Including a new generation? Using qualitative longitudinal methods to understand disabled people's lives in the 21st century

The social inclusion of disabled people is an issue of current social importance for politicians, policy makers, employers and educators.

The aim of the research is to inform these public debates by explaining how recent changes in social attitudes, policies and practices affect the life choices of a new generation of disabled people and the lives they lead.

Its particular emphasis is on change over time. The research uses qualitative longitudinal methods to actively involve three generational cohorts of disabled people: people born in the 1940s, 1960s and 1980s.

There is a particular focus on the youngest of these cohorts, who are the first generation of disabled people in Britain to reach adulthood in an era of non-discrimination legislation. Their experiences, and life choices, will be compared with those of their non-disabled peers, and with the biographical accounts of previous generational cohorts.
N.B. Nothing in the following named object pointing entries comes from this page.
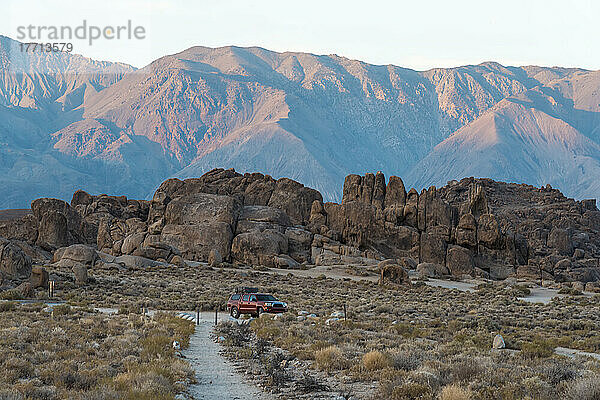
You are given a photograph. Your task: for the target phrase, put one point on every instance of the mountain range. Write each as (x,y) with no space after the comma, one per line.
(68,122)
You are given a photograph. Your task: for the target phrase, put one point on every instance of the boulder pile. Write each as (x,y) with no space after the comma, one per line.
(475,227)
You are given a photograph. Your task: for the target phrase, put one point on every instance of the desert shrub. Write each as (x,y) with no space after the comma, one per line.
(7,306)
(558,371)
(585,388)
(62,309)
(144,386)
(309,384)
(329,358)
(18,368)
(11,294)
(521,291)
(155,345)
(10,394)
(538,348)
(465,370)
(375,360)
(410,391)
(236,334)
(455,392)
(265,328)
(406,360)
(407,330)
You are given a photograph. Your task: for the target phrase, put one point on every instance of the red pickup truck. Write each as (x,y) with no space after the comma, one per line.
(254,304)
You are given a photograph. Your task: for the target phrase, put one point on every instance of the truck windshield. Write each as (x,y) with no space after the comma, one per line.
(265,297)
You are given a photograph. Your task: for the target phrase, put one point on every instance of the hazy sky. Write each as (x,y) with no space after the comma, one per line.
(415,34)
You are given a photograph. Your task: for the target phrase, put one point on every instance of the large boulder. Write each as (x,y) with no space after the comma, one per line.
(214,258)
(488,230)
(390,271)
(294,199)
(299,244)
(132,242)
(39,277)
(259,248)
(459,261)
(53,231)
(201,208)
(560,239)
(24,229)
(59,223)
(14,263)
(431,270)
(433,249)
(466,231)
(77,254)
(196,241)
(81,275)
(259,218)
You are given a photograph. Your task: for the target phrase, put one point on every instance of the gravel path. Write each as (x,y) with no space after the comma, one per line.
(217,377)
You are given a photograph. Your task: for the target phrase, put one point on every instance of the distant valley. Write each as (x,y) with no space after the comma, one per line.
(68,122)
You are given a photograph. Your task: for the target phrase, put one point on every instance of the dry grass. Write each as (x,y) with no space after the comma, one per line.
(375,361)
(329,359)
(455,392)
(74,353)
(433,337)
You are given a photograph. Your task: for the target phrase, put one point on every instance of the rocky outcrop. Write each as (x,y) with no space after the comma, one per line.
(475,227)
(259,247)
(390,271)
(14,263)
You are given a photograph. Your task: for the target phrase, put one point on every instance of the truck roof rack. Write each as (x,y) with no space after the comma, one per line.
(246,289)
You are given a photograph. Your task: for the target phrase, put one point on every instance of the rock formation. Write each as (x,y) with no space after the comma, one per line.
(475,227)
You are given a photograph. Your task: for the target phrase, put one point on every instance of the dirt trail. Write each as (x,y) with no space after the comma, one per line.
(217,377)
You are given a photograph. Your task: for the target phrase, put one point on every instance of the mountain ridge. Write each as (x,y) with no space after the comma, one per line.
(313,118)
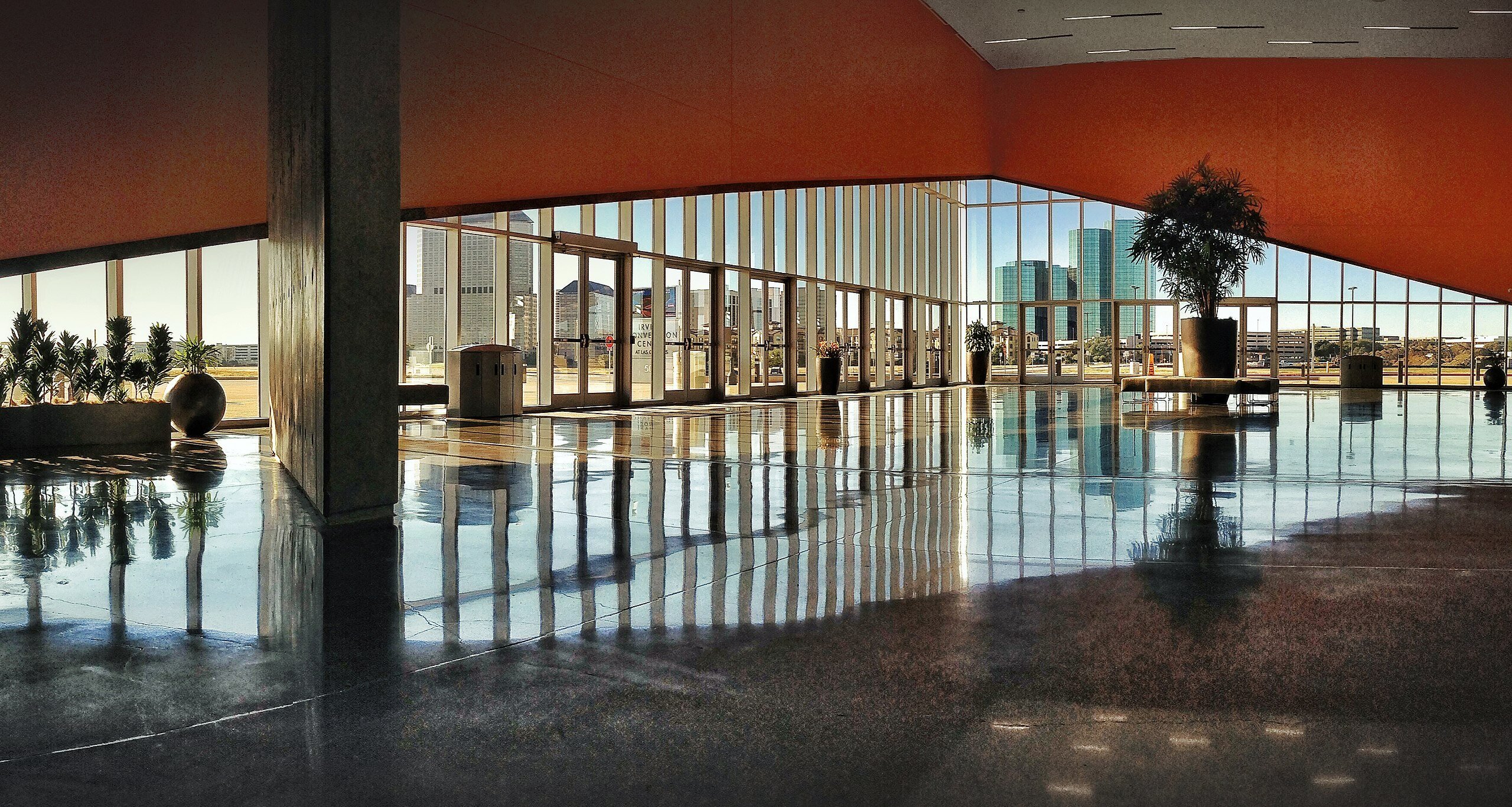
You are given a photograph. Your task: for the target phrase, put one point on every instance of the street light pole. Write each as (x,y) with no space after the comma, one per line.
(1354,333)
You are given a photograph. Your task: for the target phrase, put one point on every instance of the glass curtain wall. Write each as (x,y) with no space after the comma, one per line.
(211,294)
(1025,245)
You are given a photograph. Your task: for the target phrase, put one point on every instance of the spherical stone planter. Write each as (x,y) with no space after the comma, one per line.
(1208,350)
(829,375)
(1494,378)
(77,425)
(197,402)
(1361,372)
(979,366)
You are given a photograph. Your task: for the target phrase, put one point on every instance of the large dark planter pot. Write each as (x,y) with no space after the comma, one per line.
(1494,378)
(829,375)
(197,402)
(1208,348)
(979,366)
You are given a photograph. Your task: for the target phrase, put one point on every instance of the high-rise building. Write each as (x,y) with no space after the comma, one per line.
(1091,251)
(1129,274)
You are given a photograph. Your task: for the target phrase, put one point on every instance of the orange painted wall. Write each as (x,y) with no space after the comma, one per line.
(131,121)
(1402,165)
(543,99)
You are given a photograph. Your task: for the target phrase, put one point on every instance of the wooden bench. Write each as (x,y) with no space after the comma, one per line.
(1200,386)
(422,395)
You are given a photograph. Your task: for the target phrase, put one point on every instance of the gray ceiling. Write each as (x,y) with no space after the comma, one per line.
(979,22)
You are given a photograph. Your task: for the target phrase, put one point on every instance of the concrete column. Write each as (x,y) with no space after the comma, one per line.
(333,237)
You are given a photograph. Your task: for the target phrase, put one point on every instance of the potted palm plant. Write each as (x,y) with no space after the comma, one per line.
(195,398)
(829,367)
(1204,229)
(47,383)
(979,345)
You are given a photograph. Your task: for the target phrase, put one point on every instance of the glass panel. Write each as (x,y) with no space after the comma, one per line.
(1129,274)
(1327,280)
(1035,342)
(758,232)
(73,300)
(153,289)
(1132,340)
(1456,347)
(732,336)
(1068,351)
(525,221)
(732,229)
(1065,274)
(776,333)
(977,253)
(644,309)
(1293,282)
(800,337)
(1097,339)
(1092,250)
(1259,340)
(524,312)
(700,336)
(705,221)
(1390,288)
(1035,251)
(675,227)
(1490,336)
(641,224)
(9,304)
(1392,330)
(1422,343)
(601,302)
(758,333)
(607,220)
(477,289)
(1325,343)
(1005,255)
(852,330)
(568,218)
(1163,350)
(424,304)
(568,327)
(229,286)
(779,230)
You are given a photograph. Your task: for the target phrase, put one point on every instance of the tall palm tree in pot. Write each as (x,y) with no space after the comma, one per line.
(1204,229)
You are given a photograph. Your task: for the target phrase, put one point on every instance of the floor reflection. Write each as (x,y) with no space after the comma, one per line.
(179,588)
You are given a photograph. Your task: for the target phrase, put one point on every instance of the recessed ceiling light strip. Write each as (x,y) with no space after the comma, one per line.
(1029,38)
(1116,15)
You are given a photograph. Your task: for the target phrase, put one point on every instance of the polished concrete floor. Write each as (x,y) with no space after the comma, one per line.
(968,596)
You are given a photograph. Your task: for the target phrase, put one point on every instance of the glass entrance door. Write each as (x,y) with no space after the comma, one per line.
(894,343)
(933,345)
(1050,343)
(584,313)
(689,334)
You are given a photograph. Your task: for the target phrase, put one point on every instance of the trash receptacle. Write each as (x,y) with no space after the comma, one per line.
(475,374)
(511,381)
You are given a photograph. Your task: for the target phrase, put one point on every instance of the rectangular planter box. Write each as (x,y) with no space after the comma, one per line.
(74,425)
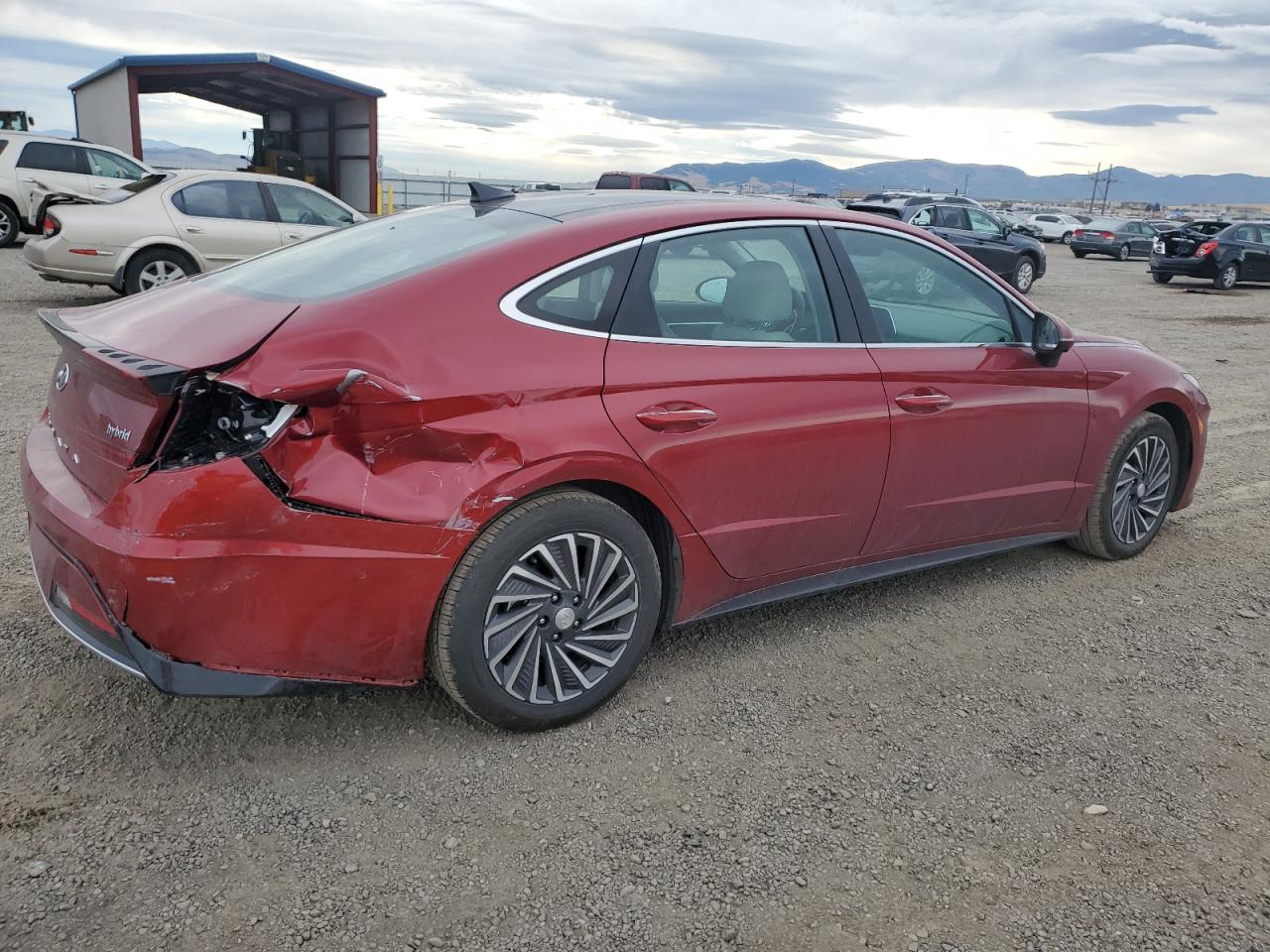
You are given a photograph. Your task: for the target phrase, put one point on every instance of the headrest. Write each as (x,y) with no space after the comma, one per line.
(758,294)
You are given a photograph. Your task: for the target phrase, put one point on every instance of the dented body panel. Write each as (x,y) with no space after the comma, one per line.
(416,412)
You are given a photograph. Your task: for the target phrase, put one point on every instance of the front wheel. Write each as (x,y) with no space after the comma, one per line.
(1227,278)
(157,267)
(1133,495)
(549,612)
(1025,275)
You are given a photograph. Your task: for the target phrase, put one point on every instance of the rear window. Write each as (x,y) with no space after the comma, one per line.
(375,253)
(132,188)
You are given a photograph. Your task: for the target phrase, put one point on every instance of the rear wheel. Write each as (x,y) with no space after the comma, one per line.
(150,270)
(1025,273)
(1227,278)
(1134,493)
(549,612)
(9,225)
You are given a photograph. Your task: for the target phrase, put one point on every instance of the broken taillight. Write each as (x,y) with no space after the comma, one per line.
(216,421)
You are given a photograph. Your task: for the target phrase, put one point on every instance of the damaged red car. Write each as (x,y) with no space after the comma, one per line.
(507,440)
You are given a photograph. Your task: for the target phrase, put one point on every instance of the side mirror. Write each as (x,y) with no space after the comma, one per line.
(1051,338)
(712,290)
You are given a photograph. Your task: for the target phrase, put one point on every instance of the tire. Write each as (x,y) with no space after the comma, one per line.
(475,658)
(9,225)
(1227,278)
(1106,530)
(1025,275)
(149,270)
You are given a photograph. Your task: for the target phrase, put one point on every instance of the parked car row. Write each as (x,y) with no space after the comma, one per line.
(1008,252)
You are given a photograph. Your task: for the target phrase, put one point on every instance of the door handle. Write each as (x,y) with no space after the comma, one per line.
(679,417)
(924,400)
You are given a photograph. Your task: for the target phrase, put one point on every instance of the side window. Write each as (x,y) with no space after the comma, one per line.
(112,167)
(302,206)
(576,298)
(743,285)
(221,199)
(920,296)
(949,217)
(983,222)
(925,217)
(51,157)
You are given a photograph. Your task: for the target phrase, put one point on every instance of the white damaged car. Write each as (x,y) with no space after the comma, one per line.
(168,225)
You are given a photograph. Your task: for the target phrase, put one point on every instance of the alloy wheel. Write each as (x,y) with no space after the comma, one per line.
(159,272)
(1142,490)
(562,617)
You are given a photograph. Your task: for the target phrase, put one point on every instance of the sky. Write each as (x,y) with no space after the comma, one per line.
(566,90)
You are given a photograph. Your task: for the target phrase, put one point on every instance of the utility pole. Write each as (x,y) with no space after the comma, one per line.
(1106,188)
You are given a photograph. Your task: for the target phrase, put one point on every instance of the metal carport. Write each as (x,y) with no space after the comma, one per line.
(335,118)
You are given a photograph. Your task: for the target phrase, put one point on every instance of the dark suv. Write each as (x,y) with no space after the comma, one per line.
(1017,258)
(648,182)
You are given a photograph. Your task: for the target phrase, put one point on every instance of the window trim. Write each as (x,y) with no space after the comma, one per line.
(509,301)
(855,289)
(846,275)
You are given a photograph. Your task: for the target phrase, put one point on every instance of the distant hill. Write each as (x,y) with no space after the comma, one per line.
(985,180)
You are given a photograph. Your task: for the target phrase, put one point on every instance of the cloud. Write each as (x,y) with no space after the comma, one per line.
(612,143)
(1118,36)
(486,117)
(1133,114)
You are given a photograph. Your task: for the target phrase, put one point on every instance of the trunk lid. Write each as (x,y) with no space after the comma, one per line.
(121,366)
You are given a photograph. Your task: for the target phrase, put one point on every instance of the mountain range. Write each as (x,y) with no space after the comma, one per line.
(1000,181)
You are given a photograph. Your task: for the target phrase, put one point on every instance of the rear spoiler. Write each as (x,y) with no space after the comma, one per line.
(159,379)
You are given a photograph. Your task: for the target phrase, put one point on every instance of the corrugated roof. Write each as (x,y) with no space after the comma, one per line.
(230,60)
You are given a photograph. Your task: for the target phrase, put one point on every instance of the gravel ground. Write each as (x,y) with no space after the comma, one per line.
(910,765)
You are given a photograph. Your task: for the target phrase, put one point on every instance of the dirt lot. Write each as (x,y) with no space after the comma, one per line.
(903,766)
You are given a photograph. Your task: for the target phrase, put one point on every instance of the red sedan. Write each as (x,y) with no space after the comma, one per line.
(508,439)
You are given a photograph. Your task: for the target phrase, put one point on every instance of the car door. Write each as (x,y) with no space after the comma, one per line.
(749,397)
(223,220)
(107,171)
(54,167)
(993,248)
(305,212)
(985,440)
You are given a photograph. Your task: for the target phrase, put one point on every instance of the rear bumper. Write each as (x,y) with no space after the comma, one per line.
(204,581)
(1184,267)
(53,261)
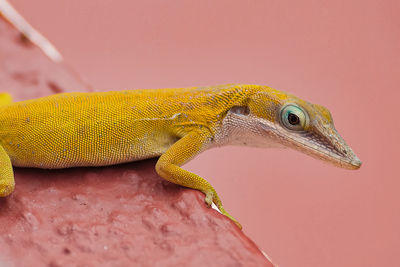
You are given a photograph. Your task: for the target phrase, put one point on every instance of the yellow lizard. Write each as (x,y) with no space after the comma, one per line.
(98,129)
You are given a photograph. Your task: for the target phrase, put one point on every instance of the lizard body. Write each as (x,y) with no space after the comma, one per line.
(98,129)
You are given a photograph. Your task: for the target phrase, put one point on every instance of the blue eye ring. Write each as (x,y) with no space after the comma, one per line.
(293,117)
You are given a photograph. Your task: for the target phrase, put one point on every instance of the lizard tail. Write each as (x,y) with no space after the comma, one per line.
(5,99)
(7,183)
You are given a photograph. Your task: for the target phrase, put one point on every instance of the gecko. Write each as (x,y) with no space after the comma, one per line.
(175,124)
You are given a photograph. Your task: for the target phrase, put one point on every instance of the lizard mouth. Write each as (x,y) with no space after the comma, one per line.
(332,149)
(322,144)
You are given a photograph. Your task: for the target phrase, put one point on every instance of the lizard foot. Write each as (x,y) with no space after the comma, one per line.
(6,189)
(211,197)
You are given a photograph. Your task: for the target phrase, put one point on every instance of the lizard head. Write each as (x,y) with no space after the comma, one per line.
(295,123)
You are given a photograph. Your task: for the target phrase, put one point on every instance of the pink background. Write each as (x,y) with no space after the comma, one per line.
(344,55)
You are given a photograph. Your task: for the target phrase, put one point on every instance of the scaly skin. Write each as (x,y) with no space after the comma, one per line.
(98,129)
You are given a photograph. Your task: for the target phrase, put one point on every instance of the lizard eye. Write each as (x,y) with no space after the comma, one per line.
(293,117)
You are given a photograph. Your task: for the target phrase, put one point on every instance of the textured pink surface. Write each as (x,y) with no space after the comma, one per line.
(122,215)
(341,54)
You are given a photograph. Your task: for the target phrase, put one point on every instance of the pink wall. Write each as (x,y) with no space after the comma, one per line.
(341,54)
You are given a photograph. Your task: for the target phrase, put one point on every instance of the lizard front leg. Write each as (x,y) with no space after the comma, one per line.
(7,183)
(168,167)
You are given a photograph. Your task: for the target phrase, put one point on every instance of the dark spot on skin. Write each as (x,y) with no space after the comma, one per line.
(240,110)
(293,119)
(54,87)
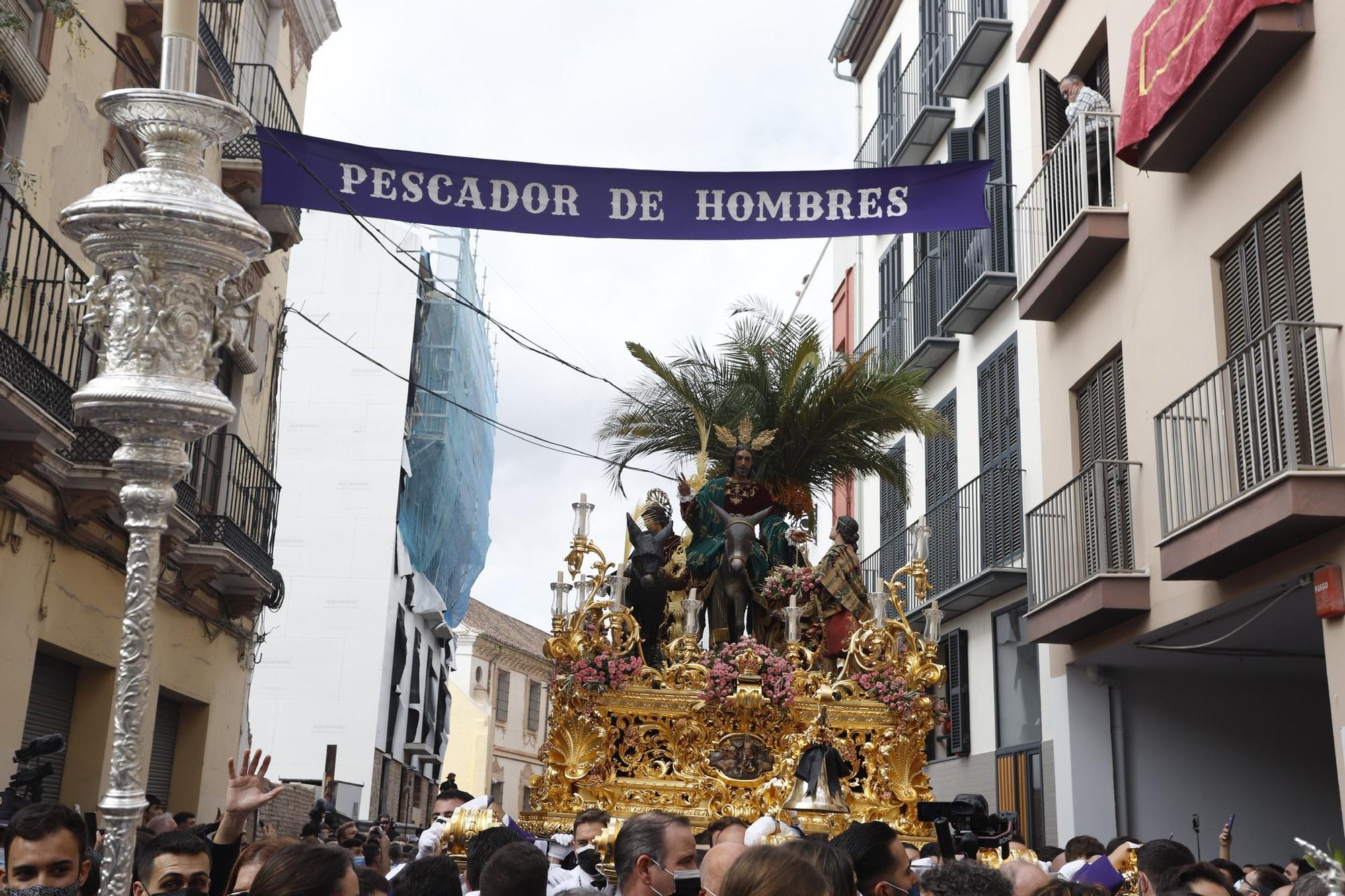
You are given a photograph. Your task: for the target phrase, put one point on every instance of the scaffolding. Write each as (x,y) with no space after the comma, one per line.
(445,510)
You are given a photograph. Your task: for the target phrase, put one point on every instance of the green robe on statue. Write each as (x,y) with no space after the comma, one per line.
(740,499)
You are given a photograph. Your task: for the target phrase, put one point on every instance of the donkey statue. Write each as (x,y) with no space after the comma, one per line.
(731,596)
(648,594)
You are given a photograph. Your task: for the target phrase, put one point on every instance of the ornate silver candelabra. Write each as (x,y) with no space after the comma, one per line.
(169,241)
Our analysis will link these generational experiences to time lines of social and political change affecting disabled people in Britain. The research will build on the partner's theoretical work, and there will be close links with the newly-established ESRC Methods Node and 'Timescapes' projects at the host institution.

For further details, please visit The Centre for Disability Studies: including a new generation?

Project Publications

This project is now completed and the findings published in the book Disability and Social Change: private lives and public policies, by Sonali Shah and Mark Priestley.